Le ministre de la Justice Tayeb Louh anime le 5 novembre dernier un meeting devant les représentants de la société civile à Oran, durant lequel il lance une série d’attaques contre son Premier ministre, Ahmed Ouyahia.
« Dans la dernière loi de finances, des taxes allaient être imposées au simple citoyen sur les documents biométriques, comme la carte d’identité et le passeport. Quand elles sont arrivées au niveau du Conseil des ministres, qui les a annulées ? Le président Bouteflika, bien sûr », affirme Tayeb Louh, sans citer Ahmed Ouyahia.
Les attaques ne concernent pas uniquement l’actualité récente, puisque Tayeb Louh évoque durant le meeting l’incarcération des cadres durant les années 1990, époque où Ahmed Ouyahia était chef du gouvernement. « Il faut rappeler à tous les algériens et algériennes que, suivant les orientations du président de la République et conformément à son programme complémentaire dans tous les secteurs, que les abus dont ont été victimes dans les années 1990 les cadres de l’État, font partie du passé et ne peuvent en aucun cas se reproduire », assène le ministre de la Justice.
L’attaque, implicite mais peu subtile, est frontale et fait immédiatement réagir Ahmed Ouyahia par le biais du parti qu’il dirige, le Rassemblement national démocratique (RND). « Des voix s’en sont prises, encore une fois, au Secrétaire général du Rassemblement National Démocratique, Monsieur Ahmed Ouyahia, en faisant allusion, encore une fois, au dossier (vide) des cadres emprisonnés dans les années 90 », dénonce le RND dans un communiqué publié le 6 novembre, estimant que les « intentions » derrière les déclarations de Tayeb Louh « ne sont pas cachées ».
Excuses démenties
Le dimanche 11 novembre, le quotidien arabophone El Khabar publie un article dans lequel il affirme que le ministre de la Justice a présenté ses excuses à Ahmed Ouyahia.
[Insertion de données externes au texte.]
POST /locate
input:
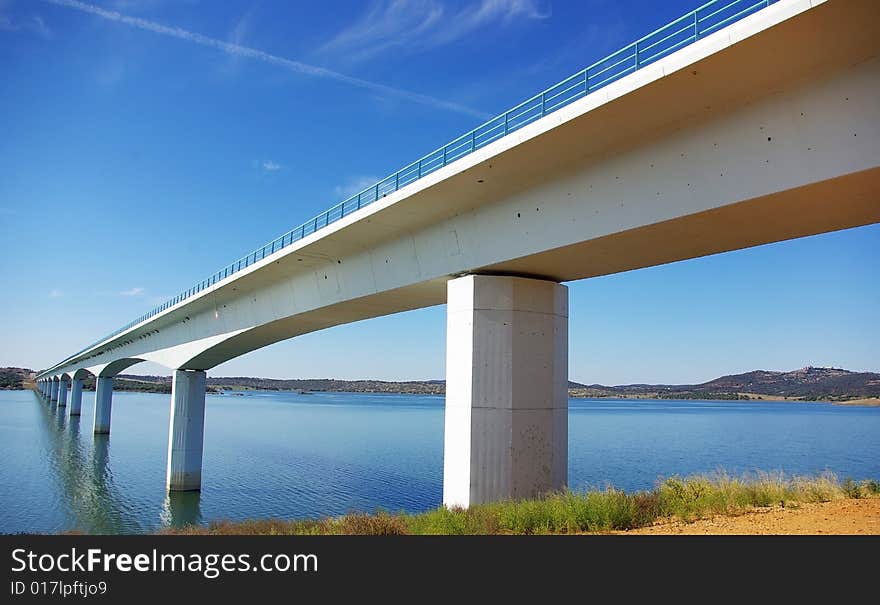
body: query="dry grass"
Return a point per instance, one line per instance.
(687, 499)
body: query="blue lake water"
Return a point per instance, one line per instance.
(289, 455)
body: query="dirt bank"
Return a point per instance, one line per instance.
(826, 518)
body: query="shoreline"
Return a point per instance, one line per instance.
(698, 503)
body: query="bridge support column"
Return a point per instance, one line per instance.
(187, 430)
(506, 432)
(103, 404)
(76, 397)
(62, 393)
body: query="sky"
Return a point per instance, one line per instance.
(146, 143)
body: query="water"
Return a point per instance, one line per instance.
(289, 455)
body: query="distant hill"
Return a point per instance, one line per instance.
(806, 384)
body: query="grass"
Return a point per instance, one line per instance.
(688, 499)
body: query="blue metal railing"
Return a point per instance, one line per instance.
(705, 20)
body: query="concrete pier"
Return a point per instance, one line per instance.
(62, 392)
(506, 432)
(103, 404)
(186, 431)
(76, 397)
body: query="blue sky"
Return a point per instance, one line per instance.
(145, 143)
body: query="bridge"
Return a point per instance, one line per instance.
(741, 123)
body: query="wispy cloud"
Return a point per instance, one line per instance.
(33, 24)
(355, 185)
(422, 24)
(259, 55)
Fait inédit, le ministère de la Justice publie un communiqué dans lequel il dément l’information.
« Le ministre de la Justice, garde des Sceaux, M. Tayeb Louh, regrette que l’auteur de l’article n’ait pas respecté les règles de déontologie qui veulent que le journaliste doit toujours s’assurer de la véracité de l’information et de la vérifier à la source avant de la publier », écrit le ministre, se demandant en outre « qui se cache derrière ces manœuvres et ces assertions immorales qui constituent une tentative d’induire en erreur l’opinion publique et une atteinte à la crédibilité du journal en question ».
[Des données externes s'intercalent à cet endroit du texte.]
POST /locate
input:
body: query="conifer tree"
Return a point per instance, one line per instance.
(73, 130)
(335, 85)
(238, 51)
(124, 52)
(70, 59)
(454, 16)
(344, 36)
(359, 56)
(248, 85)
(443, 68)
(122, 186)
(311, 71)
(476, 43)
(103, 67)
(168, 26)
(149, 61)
Entrée en scène fatale d’Ould Abbes
Le 13 novembre, Djamel Ould Abbes intervient sur cette affaire en sa qualité de secrétaire général du FLN, Tayeb Louh étant militant au sein de l’ex-parti unique où il est membre du Comité central. De manière inattendue, Ould Abbes prend position contre son camarade et apporte son soutien implicite au secrétaire général du RND, Ahmed Ouyahia.
« Les propos du ministre de la Justice n’engagent en rien le FLN », affirme Ould Abbes dans une déclaration au quotidien francophone Liberté. « Il a agi en tant que ministre et non comme militant du FLN », précise-t-il. « Le FLN n’est pas du tout concerné par cette histoire. Nous sommes concentrés sur les élections sénatoriales à travers la tenue des assemblées dans les wilayas pour désigner nos candidats », soutient Djamel Ould Abbes.
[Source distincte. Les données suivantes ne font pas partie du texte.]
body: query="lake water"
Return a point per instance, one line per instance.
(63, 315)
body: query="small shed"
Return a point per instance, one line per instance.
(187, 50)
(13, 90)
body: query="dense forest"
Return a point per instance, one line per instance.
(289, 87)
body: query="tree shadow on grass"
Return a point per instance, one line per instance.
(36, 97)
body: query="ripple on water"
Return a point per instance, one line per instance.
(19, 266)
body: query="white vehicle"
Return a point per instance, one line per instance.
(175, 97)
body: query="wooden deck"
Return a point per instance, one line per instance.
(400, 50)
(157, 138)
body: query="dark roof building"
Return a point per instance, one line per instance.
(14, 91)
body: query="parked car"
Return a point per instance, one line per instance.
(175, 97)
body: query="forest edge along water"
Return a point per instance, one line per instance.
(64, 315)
« Ne m’impliquez pas dans l’affaire de Louh, qui est un ami. Louh est un ministre du gouvernement de Bouteflika. Ouyahia est le Premier ministre du gouvernement de Bouteflika. Le seul qui peut trancher, c’est le président de la République. Nous ne nous immiscerons jamais dans cette affaire. On s’en lave les mains », affirme le secrétaire général plus tard dans la même journée devant les journalistes, renvoyant la décision au seul président Bouteflika.
Cette prise de position, ou plutôt son absence, s’avèrera fatale pour Djamel Ould Abbes, qui finira poussé à la porte dès le lendemain.